Three-weekly high-dose cisplatin (100 mg/m2) is considered the standard systemic regimen given concurrently with postoperative or definitive radiotherapy in locally advanced squamous cell carcinoma of the head and neck (LA-SCCHN). Concurrent chemoradiation (CRT) with high-dose cisplatin is associated with 30% of acute kidney injury (AKI). The aims of this study were to investigate the impact of our outpatient protocol of 7 day hydration after each cisplatin administration on the tolerance.

Methods

We collected data from patients with LA-SCCHN treated with 3-weekly cisplatin CRT in the Department of Radiotherapy at Gustave Roussy between January 2015 and December 2017. Our institutional protocol for 3-weekly cisplatin comprises a three day in-hospital stay during which the patient receives BIONOLYTE G5 1L perfusion over 3h x3 followed by cisplatin perfusion over 3h and BIONOLYTE G5 1L perfusion over 3h x2. After each cycle of cisplatin, patients received 1L of saline perfusion 0.9% over 12h every night for one week as outpatients.

Results

250 eligible patients were analyzed; 200 (80%), were male, 247 (98.8%) aged < 70 years, 50 (20%) had hypertension and 7 (2.8%) diabetes. 223 patients (89.2%) were tobacco smokers and 118 (47.2%) had a current use of alcohol. Before CRT, 50 (20%) patients had already received induction chemotherapy with TPF and 70 (28%) had undergone surgery. 220 patients (88%) received ≥ 200 mg/sqm and 107 (42.8%) completed dose of 300 mg/sqm. Mean cumulative dose of cisplatin during CRT was of 236 mg/sqm. 29 patients (14.5%) had acute kidney injury; 7 patients had grade I (3.5%), 8 grade II (4%) and 14 grade III (7%). No grade 4 or 5 toxicities were reported. 26 patients required CDDP dose reduction/delays because of nephrotoxicity.

Conclusions

The proportion of patients developing AKI following high dose of cisplatin in our study is lower than the expected range of AKI among patients that did not undergo one-week hydration post-cisplatin and the proportion of patients receiving more than 200 mg/sqm as a total dose during CRT is extremely high in our daily practice. This strategy is a very efficacious method to diminish the AKI and give more dose of cisplatin.

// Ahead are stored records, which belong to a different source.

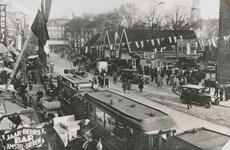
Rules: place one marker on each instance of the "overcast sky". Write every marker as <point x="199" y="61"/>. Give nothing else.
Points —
<point x="60" y="8"/>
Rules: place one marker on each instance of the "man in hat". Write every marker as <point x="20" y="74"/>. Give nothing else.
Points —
<point x="85" y="129"/>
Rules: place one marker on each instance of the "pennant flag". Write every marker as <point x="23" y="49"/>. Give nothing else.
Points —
<point x="196" y="46"/>
<point x="173" y="46"/>
<point x="170" y="39"/>
<point x="158" y="40"/>
<point x="152" y="41"/>
<point x="188" y="49"/>
<point x="225" y="40"/>
<point x="86" y="49"/>
<point x="116" y="38"/>
<point x="210" y="45"/>
<point x="181" y="38"/>
<point x="214" y="43"/>
<point x="137" y="44"/>
<point x="111" y="46"/>
<point x="202" y="43"/>
<point x="46" y="48"/>
<point x="39" y="28"/>
<point x="142" y="44"/>
<point x="175" y="38"/>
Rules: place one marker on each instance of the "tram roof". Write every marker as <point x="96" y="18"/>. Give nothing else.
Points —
<point x="75" y="79"/>
<point x="131" y="112"/>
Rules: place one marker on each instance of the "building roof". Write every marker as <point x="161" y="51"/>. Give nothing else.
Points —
<point x="94" y="40"/>
<point x="161" y="38"/>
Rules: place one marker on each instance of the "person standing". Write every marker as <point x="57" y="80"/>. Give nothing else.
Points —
<point x="216" y="89"/>
<point x="115" y="78"/>
<point x="107" y="82"/>
<point x="221" y="92"/>
<point x="39" y="95"/>
<point x="124" y="86"/>
<point x="128" y="86"/>
<point x="141" y="84"/>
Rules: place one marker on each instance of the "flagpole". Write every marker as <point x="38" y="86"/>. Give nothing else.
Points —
<point x="16" y="66"/>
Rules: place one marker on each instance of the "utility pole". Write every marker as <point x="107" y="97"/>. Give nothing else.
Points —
<point x="223" y="54"/>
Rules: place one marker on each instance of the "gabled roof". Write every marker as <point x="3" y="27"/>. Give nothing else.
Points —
<point x="111" y="36"/>
<point x="144" y="37"/>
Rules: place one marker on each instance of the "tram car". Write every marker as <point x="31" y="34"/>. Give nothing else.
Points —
<point x="126" y="124"/>
<point x="199" y="139"/>
<point x="71" y="89"/>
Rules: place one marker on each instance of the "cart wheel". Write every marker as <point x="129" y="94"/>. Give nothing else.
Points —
<point x="183" y="100"/>
<point x="216" y="102"/>
<point x="207" y="104"/>
<point x="85" y="75"/>
<point x="135" y="80"/>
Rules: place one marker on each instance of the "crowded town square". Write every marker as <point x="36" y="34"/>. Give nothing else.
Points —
<point x="115" y="75"/>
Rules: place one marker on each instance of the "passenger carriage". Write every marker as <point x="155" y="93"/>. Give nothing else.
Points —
<point x="125" y="124"/>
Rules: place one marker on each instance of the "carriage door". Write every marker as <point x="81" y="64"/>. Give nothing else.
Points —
<point x="80" y="107"/>
<point x="134" y="64"/>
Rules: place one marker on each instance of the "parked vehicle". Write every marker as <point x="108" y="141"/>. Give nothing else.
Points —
<point x="102" y="65"/>
<point x="32" y="62"/>
<point x="133" y="75"/>
<point x="197" y="94"/>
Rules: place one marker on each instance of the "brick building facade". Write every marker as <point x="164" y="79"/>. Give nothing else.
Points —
<point x="223" y="71"/>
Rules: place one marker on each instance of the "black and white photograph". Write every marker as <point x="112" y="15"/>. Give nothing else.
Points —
<point x="114" y="74"/>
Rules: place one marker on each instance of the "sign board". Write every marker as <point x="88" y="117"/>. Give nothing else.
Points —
<point x="3" y="24"/>
<point x="23" y="138"/>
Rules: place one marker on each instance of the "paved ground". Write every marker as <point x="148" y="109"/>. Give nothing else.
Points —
<point x="183" y="120"/>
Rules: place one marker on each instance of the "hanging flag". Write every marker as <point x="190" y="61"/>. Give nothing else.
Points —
<point x="181" y="38"/>
<point x="170" y="39"/>
<point x="46" y="48"/>
<point x="195" y="52"/>
<point x="214" y="43"/>
<point x="175" y="38"/>
<point x="152" y="41"/>
<point x="173" y="46"/>
<point x="39" y="28"/>
<point x="196" y="46"/>
<point x="116" y="38"/>
<point x="203" y="43"/>
<point x="188" y="49"/>
<point x="86" y="49"/>
<point x="158" y="41"/>
<point x="111" y="46"/>
<point x="137" y="44"/>
<point x="210" y="45"/>
<point x="142" y="44"/>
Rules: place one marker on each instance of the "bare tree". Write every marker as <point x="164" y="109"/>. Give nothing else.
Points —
<point x="178" y="19"/>
<point x="152" y="18"/>
<point x="130" y="12"/>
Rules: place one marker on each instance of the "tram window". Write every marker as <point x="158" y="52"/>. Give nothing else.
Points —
<point x="92" y="114"/>
<point x="109" y="122"/>
<point x="100" y="116"/>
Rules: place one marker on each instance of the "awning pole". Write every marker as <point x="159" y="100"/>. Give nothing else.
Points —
<point x="16" y="66"/>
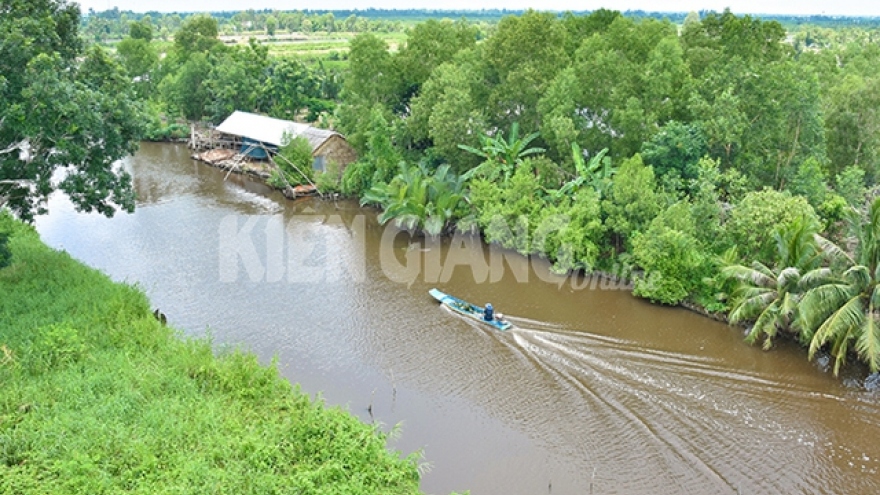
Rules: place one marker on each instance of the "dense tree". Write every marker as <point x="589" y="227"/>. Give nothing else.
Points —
<point x="237" y="80"/>
<point x="58" y="113"/>
<point x="198" y="34"/>
<point x="428" y="45"/>
<point x="761" y="212"/>
<point x="523" y="56"/>
<point x="445" y="114"/>
<point x="186" y="91"/>
<point x="633" y="200"/>
<point x="771" y="296"/>
<point x="842" y="314"/>
<point x="673" y="260"/>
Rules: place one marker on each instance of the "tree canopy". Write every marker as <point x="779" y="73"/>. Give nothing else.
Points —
<point x="66" y="115"/>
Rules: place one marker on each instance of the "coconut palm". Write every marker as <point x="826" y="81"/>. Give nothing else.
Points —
<point x="842" y="315"/>
<point x="772" y="297"/>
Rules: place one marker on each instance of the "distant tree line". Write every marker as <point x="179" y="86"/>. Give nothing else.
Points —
<point x="677" y="152"/>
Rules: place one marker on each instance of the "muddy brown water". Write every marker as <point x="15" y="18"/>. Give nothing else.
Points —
<point x="594" y="391"/>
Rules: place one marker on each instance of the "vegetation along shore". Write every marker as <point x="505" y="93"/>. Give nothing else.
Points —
<point x="731" y="162"/>
<point x="99" y="396"/>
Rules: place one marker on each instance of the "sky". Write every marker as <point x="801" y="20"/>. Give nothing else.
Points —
<point x="802" y="7"/>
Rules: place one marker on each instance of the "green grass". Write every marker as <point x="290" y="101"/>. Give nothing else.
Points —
<point x="96" y="396"/>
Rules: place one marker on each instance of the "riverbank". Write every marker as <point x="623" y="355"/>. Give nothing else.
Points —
<point x="99" y="396"/>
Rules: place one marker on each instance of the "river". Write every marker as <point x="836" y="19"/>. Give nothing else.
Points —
<point x="594" y="391"/>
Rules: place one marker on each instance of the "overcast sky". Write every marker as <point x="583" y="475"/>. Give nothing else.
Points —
<point x="802" y="7"/>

Clinical trial identification

Editorial acknowledgement

Legal entity responsible for the study

The authors.

Funding

Has not received any funding.

Disclosure

E. Deutsch: Other, Personal and Institutional, Advisory Board: Merck Serono, AstraZeneca; Financial Interests, Personal, Invited Speaker, Research Funding: Roche; Financial Interests, Institutional, Research Grant: Boehringer Ingelheim. All other authors have declared no conflicts of interest.